In the Gardens of Japan | poems by Kenny Fries

In The Gardens of Japan


Poet and non fiction writer Kenny Fries, in Japan first on the Japan-US Creative Artists' Exchange Fellowship and later on a Fulbright grant, composed the series of poems "In the Gardens of Japan" in 2002, inspired by several of Japan's famous gardens. In 2006 he collaborated with calligrapher and designer Yugo Yasuda to produce a limited edition tenugui (a traditional Japanese cloth "towel").


Fries described the process of writing his impressions of Japanese gardens:


Before arriving in Japan in May, 2002, I had not written a poem in over four years. Years of writing nonfiction made the medium of poetry seem incapable of expressing as much as I wanted to express.


This changed soon after I arrived in Japan. I was overwhelmed by an abundance of new cultural experiences and constantly faced with unfamiliar but emotionally encompassing sights and sounds. Among these experiences, two images began to stand out and pervade my thoughts: the irises of Meiji Jingu and the voice of singer Mika Kimula.


I began spending more time in the gardens of Japan. What emerged was a sequence of poems that on the surface describe what can be found in the gardens.
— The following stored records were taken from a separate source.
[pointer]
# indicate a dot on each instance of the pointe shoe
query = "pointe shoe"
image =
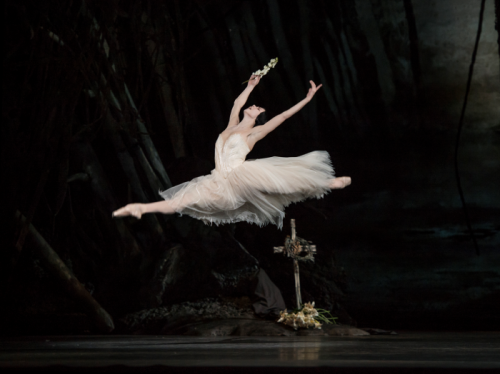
(129, 210)
(340, 182)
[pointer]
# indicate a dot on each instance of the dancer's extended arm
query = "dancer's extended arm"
(260, 132)
(234, 119)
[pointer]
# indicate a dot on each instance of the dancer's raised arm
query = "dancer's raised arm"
(260, 132)
(240, 101)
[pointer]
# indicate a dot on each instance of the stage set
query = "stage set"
(241, 186)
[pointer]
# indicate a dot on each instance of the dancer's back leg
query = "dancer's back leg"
(164, 207)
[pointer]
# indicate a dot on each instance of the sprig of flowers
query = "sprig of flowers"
(265, 69)
(307, 316)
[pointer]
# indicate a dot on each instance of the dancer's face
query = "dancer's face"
(253, 111)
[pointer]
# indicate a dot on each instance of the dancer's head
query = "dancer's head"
(253, 112)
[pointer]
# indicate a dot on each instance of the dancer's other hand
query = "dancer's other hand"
(340, 182)
(312, 90)
(254, 80)
(135, 210)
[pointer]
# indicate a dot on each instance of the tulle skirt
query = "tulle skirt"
(257, 191)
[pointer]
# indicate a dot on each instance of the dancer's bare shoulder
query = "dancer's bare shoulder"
(228, 132)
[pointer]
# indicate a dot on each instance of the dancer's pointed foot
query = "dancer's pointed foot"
(135, 210)
(340, 182)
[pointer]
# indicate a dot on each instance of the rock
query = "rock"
(257, 327)
(234, 327)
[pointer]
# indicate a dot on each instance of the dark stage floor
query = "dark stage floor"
(408, 352)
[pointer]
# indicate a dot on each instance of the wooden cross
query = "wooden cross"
(300, 250)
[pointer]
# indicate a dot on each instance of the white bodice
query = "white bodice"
(231, 154)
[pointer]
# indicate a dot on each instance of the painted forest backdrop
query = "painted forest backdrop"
(107, 102)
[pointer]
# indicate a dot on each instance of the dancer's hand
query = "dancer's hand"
(129, 210)
(312, 90)
(254, 80)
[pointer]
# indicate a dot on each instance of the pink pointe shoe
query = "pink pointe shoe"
(129, 210)
(340, 182)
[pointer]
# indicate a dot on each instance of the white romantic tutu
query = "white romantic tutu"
(255, 191)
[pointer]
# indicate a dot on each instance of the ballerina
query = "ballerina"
(255, 191)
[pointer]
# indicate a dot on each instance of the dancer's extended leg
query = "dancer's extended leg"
(340, 182)
(137, 210)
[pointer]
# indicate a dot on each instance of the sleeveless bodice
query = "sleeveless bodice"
(231, 154)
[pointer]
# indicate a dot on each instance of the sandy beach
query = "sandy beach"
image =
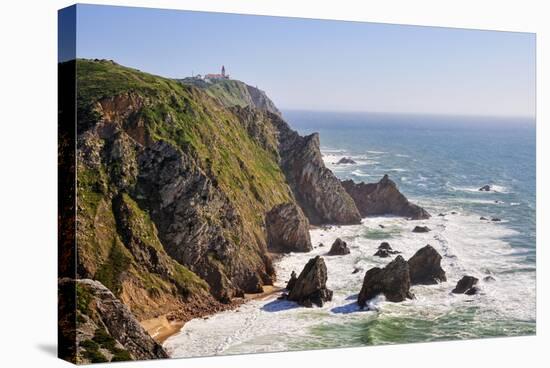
(161, 328)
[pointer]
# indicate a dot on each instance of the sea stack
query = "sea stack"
(383, 198)
(393, 281)
(310, 287)
(425, 267)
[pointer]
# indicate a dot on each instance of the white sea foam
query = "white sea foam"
(468, 247)
(360, 173)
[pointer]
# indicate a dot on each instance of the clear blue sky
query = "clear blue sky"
(325, 65)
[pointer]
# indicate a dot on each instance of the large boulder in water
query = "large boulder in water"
(310, 287)
(290, 284)
(393, 281)
(425, 267)
(465, 285)
(382, 198)
(346, 161)
(287, 229)
(421, 229)
(339, 248)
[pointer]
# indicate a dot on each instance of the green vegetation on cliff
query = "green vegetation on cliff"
(122, 113)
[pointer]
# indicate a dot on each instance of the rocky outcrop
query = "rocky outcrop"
(232, 92)
(106, 330)
(287, 229)
(382, 198)
(385, 250)
(310, 287)
(339, 248)
(292, 281)
(421, 229)
(393, 281)
(346, 161)
(157, 212)
(466, 285)
(485, 188)
(425, 267)
(317, 190)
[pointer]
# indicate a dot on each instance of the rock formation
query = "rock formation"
(465, 285)
(345, 161)
(425, 267)
(290, 284)
(182, 189)
(287, 229)
(393, 281)
(421, 229)
(339, 248)
(317, 190)
(310, 287)
(382, 198)
(106, 330)
(385, 250)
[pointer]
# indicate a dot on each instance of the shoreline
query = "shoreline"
(161, 328)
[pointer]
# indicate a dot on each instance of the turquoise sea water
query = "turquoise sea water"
(438, 162)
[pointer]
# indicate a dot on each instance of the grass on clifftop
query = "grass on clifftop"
(193, 121)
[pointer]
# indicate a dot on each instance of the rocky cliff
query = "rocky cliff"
(231, 93)
(383, 198)
(107, 330)
(172, 192)
(183, 187)
(317, 190)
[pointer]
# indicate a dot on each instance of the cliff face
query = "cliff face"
(107, 330)
(172, 193)
(181, 186)
(231, 93)
(317, 190)
(383, 198)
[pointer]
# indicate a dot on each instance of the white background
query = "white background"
(28, 186)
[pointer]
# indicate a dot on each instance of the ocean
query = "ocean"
(438, 162)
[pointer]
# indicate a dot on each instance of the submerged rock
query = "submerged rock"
(421, 229)
(382, 253)
(465, 285)
(489, 278)
(425, 267)
(346, 160)
(383, 198)
(290, 284)
(393, 281)
(310, 287)
(287, 229)
(339, 248)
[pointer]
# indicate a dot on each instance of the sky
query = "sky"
(326, 65)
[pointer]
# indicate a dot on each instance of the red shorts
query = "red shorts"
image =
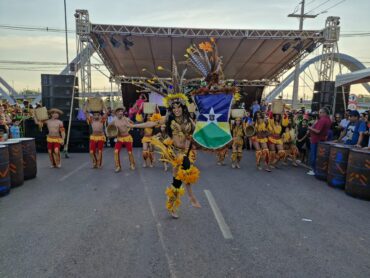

However, just as Japanese gardens suggest a microcosm of what it means to be alive in a mortal world, the poetry pointed to deeper meanings below the surface.


Japanese gardens take you from the entrance, lead you through various meanderings and finally return you to the beginning. Likewise, my encounters with Japan led me back to poetry that, like the gardens, hold within them an entire world.